President Donald Trump floated his endorsement of a 20% "border adjustment” tax on imported goods favored by U.S. House Republicans as a financing mechanism to pay for a wall on the U.S. border with Mexico, a construction project that could cost some $20 billion, White House press secretary Sean Spicer told reporters on Thursday.
Retailers would no longer be able to deduct the cost of merchandise they import under such a plan, hiking taxes three to five times higher for some merchants and driving up the price of imported goods, according to the National Retail Federation. Even many retailers that don’t import directly would also experience higher costs as wholesalers pass on their own inflated costs, and it would be difficult for retailers to substitute American-made goods because so much of their merchandise is made overseas, the NRF says.
The tax and its effects run “very counter to the way consumers are feeling at the moment,” David French, the NRF's senior vice president for government relations, told The New York Times.

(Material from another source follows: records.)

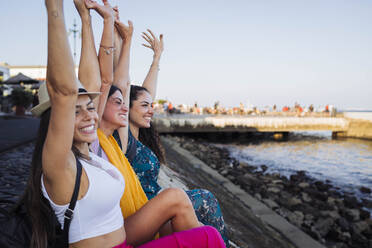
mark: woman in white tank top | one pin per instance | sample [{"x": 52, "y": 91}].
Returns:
[{"x": 68, "y": 124}]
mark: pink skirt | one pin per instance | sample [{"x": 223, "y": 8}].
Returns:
[{"x": 200, "y": 237}]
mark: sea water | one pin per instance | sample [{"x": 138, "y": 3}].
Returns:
[{"x": 347, "y": 163}]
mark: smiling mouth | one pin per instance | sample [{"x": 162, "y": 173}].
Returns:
[{"x": 88, "y": 129}]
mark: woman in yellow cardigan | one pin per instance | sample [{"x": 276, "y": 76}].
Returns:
[{"x": 143, "y": 218}]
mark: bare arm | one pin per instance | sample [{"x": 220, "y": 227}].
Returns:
[
  {"x": 117, "y": 39},
  {"x": 106, "y": 51},
  {"x": 57, "y": 159},
  {"x": 121, "y": 75},
  {"x": 155, "y": 44}
]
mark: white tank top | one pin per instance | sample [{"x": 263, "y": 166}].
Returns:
[{"x": 98, "y": 212}]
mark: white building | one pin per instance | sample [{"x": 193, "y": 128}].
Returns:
[{"x": 4, "y": 72}]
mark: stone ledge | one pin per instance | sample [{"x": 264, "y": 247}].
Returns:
[{"x": 289, "y": 231}]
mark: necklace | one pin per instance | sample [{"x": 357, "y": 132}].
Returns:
[{"x": 96, "y": 164}]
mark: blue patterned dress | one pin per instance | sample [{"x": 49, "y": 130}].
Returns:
[{"x": 146, "y": 165}]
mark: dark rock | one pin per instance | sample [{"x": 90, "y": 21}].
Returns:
[
  {"x": 359, "y": 227},
  {"x": 344, "y": 224},
  {"x": 271, "y": 204},
  {"x": 299, "y": 176},
  {"x": 264, "y": 168},
  {"x": 323, "y": 226},
  {"x": 364, "y": 214},
  {"x": 351, "y": 202},
  {"x": 365, "y": 190},
  {"x": 322, "y": 186},
  {"x": 367, "y": 203},
  {"x": 352, "y": 214},
  {"x": 296, "y": 218}
]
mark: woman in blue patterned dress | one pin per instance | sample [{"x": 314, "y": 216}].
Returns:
[{"x": 144, "y": 151}]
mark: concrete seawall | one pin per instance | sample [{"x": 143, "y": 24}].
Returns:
[
  {"x": 253, "y": 223},
  {"x": 350, "y": 126}
]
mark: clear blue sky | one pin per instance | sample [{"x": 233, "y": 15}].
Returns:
[{"x": 255, "y": 52}]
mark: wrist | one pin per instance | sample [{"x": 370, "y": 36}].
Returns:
[
  {"x": 156, "y": 60},
  {"x": 108, "y": 20}
]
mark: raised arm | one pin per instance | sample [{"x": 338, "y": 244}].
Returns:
[
  {"x": 121, "y": 74},
  {"x": 57, "y": 159},
  {"x": 106, "y": 50},
  {"x": 89, "y": 74},
  {"x": 155, "y": 44}
]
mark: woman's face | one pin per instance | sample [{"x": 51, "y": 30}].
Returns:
[
  {"x": 116, "y": 113},
  {"x": 141, "y": 111},
  {"x": 86, "y": 119}
]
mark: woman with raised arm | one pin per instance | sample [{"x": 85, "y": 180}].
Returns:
[
  {"x": 143, "y": 148},
  {"x": 172, "y": 205}
]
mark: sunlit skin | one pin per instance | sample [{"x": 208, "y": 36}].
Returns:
[
  {"x": 86, "y": 121},
  {"x": 141, "y": 111},
  {"x": 116, "y": 113}
]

Trump alluded to the border tax at a congressional Republicans’ retreat Thursday in Philadelphia, saying “We’re working on a tax reform bill that will reduce our trade deficits, increase American exports and will generate revenue from Mexico that will pay for the wall if we decide to go that route.” The remarks caused an uproar, and Spicer walked them back a bit later in the day, indicating the tax is just one option of many.
Beyond the direct hit to retailers, observers warn that the border adjustment tax could more broadly hurt the economy as consumers face higher prices, retailers’ profits shrink and trade wars erupt. While the conversation has focused on relations with Mexico, the tax would have to be instituted on imports from all countries, and businesses — rather than governments — would pay.
In fact, taxing imports and exempting exports — the nut of the plan — appears to target foreign businesses, but U.S. retailers would be hit hard as well because they depend so much on overseas manufacturing, including apparel, home goods, electronics and other products. That puts them between a rock and a hard place, forced to either raise their prices or — if that approach threatens sales — reduce their profits. Many economists also say such a tax would boost the value of the dollar, which is already hurting many retailers by dampening sales from tourists and raising the cost of production in Asia, which trades using the U.S. dollar.
The uncertainty around the proposal will likely continue to vex retailers, which already face pressure from consumers to keep prices low as well as increasingly tighter margins from the higher costs of rising e-commerce sales.